The groups said in the long run, the government needs a new agency within the Department of Health and Human Services whose sole task is regulating the food supply.
“Our food safety system is Plagued with problems and is leading to millions of Americans becoming severely sick each year,” Jeff Levi, executive director of the Trust for America’s Health, told reporters during a conference call.
An outbreak of salmonella in peanut products has further shaken confidence in the safety of the U.S. food supply. It has sickened nearly 700 people, has been linked to nine deaths and has forced the largest food recall in U.S. history.
President Barack Obama on March 14 chose Dr. Margaret Hamburg to run the FDA and also announced a Cabinet-level group that will provide advice on how to improve food safety.
‘THE FIRST PRIORITY’
“I believe the first priority should be to repair what is wrong at FDA,” Michael Taylor of George Washington University, who has worked in food safety posts at both the FDA and the U.S. Department of Agriculture, told reporters.
“The FDA has jurisdiction over 80 percent of the food supply, including virtually all imports. Recent nationwide outbreaks involving salmonella-tainted produce and peanuts expose really critical shortcomings at FDA and CDC with respect to both prevention and response to foodborne outbreaks,” added Taylor, who provided advice for the report.
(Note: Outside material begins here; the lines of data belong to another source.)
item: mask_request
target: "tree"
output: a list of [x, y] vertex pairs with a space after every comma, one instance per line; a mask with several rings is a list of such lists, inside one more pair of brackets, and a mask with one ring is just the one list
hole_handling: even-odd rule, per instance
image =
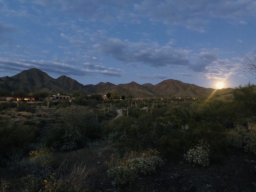
[[11, 92], [4, 89], [0, 89], [0, 100], [3, 96], [9, 96], [11, 95]]
[[115, 92], [111, 93], [111, 98], [113, 99], [118, 99], [118, 95]]
[[95, 99], [96, 100], [99, 100], [102, 99], [102, 96], [100, 94], [97, 94], [97, 93], [93, 93], [91, 97], [92, 99]]
[[237, 113], [242, 117], [248, 117], [256, 114], [256, 85], [249, 83], [235, 89], [233, 98]]
[[108, 99], [109, 99], [111, 97], [111, 93], [108, 93], [106, 94], [106, 97]]
[[72, 95], [72, 97], [78, 97], [82, 94], [82, 93], [79, 91], [75, 91], [72, 93], [71, 95]]
[[251, 73], [256, 76], [256, 51], [255, 52], [252, 54], [251, 58], [242, 54], [243, 58], [243, 60], [239, 60], [237, 61], [244, 66], [244, 67], [241, 68], [243, 71]]
[[33, 93], [32, 95], [35, 98], [43, 100], [50, 96], [51, 95], [51, 93], [43, 91], [38, 93]]

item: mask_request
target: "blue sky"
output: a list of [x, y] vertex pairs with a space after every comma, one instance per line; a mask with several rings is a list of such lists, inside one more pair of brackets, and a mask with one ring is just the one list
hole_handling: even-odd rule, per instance
[[254, 0], [0, 0], [0, 76], [37, 68], [84, 85], [172, 79], [234, 88], [255, 76]]

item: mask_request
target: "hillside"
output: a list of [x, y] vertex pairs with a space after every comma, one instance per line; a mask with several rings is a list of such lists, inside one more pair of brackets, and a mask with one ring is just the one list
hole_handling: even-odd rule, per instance
[[[109, 82], [84, 85], [65, 76], [54, 79], [35, 68], [23, 71], [12, 77], [0, 78], [0, 88], [10, 91], [23, 90], [27, 93], [46, 91], [52, 94], [59, 91], [71, 94], [78, 91], [87, 94], [97, 93], [102, 95], [114, 92], [119, 95], [131, 95], [134, 98], [206, 96], [216, 91], [173, 79], [165, 80], [155, 85], [150, 83], [140, 85], [134, 82], [117, 85]], [[226, 94], [232, 90], [223, 89], [217, 90], [215, 94]]]

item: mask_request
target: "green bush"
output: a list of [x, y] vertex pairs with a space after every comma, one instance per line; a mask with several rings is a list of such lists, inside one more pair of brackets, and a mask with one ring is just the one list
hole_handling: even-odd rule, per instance
[[206, 167], [209, 165], [210, 152], [208, 148], [203, 145], [202, 141], [197, 146], [189, 149], [187, 154], [184, 154], [184, 158], [190, 163]]
[[161, 166], [163, 163], [159, 157], [151, 156], [146, 159], [139, 157], [131, 159], [130, 166], [136, 172], [145, 175], [154, 172], [156, 168]]
[[17, 111], [25, 111], [33, 113], [35, 111], [35, 106], [32, 105], [28, 104], [26, 101], [22, 101], [20, 103], [17, 107]]
[[107, 170], [107, 172], [108, 177], [114, 179], [116, 185], [118, 186], [130, 184], [136, 178], [136, 173], [132, 169], [125, 166], [113, 167]]

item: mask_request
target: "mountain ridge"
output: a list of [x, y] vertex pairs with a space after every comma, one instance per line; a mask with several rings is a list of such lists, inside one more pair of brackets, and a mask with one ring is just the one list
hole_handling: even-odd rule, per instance
[[[35, 68], [23, 71], [11, 77], [0, 77], [0, 88], [10, 91], [22, 90], [28, 93], [46, 91], [53, 94], [59, 91], [70, 94], [78, 91], [88, 95], [98, 93], [104, 95], [114, 92], [119, 96], [131, 95], [134, 98], [207, 96], [215, 90], [171, 79], [164, 80], [155, 85], [150, 83], [140, 85], [134, 81], [118, 85], [100, 82], [96, 85], [84, 85], [64, 75], [54, 79]], [[230, 92], [230, 89], [223, 89], [219, 92]]]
Taylor said the FDA has three critical weaknesses: obsolete statutes that focus on reacting to problems instead of preventing them; inadequate resources that have resulted in “serious gaps in standard-setting and a weak enforcement program”; and a fragmented structure that impedes management.
While ultimately the FDA commissioner has the power to guide food safety, he said the focus at FDA traditionally has been on medications. “There is no FDA official whose full-time job is food safety,” Taylor said.
Michelle Larkin of the Robert Wood Johnson Foundation said about one in four Americans, or 76 million people, get sick from foodborne illnesses each year, more than 300,000 are hospitalized and 500,000 die.
“It costs us around $44 billion annually in medical care and lost productivity, so the stakes are really high,” Larkin said.